The tourism-dependent kingdom of Morocco has been hit especially hard by the pandemic. But now it intends to launch a series of economic and social reforms to help its recovery, finance minister Mohammed Benchaaboun said at this week’s IMF meetings.
While all African sovereigns have struggled since the pandemic began, Morocco has formulated a comprehensive action plan for the country’s recovery.
With a low external debt-to-GDP ratio, Morocco appears well positioned to combat the worst impacts of the pandemic.

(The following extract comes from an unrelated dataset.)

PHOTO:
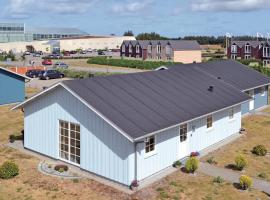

Morocco’s public debt as a percentage of GDP stands at 70.7%, while external debt is 53.4%. It drew down around $3bn made available by the IMF under the Precautionary and Liquidity Line in April. In September, Morocco became one of the few African countries to tap international debt markets since the crisis began, raising a €1bn bond with long five and 10 year tranches.
Social safety nets
“We need to strengthen social safety nets so that all Moroccans can have health insurance, a pension scheme and a family allowance,” Benchaaboun said on Wednesday. “Morocco has made that a priority and it will be launched in January 2021. In a sense, this is a challenge because we are talking about 22 million Moroccans that will join a mandatory health system between now and 2022.”
Similarly, Morocco has drawn up a comprehensive financial recovery plan. “We want to ensure an economic recovery plan is our priority,” Benchaaboun said. He said the plan had a budget worth 11% of GDP, of which 4% which will be provided through the Mohammed VI Investment Fund.
That strategic investment fund, which is expected to increase investment and revive the economy, is set to receive a cash injection of Drh15bn ($1.6bn) from the state budget.
“We want to act rapidly to inject necessary funds into the economy to stimulate investment using traditional methods of financing, including private equity, which will be a component of investment in infrastructure, especially through public-private partnerships,” Benchaaboun added.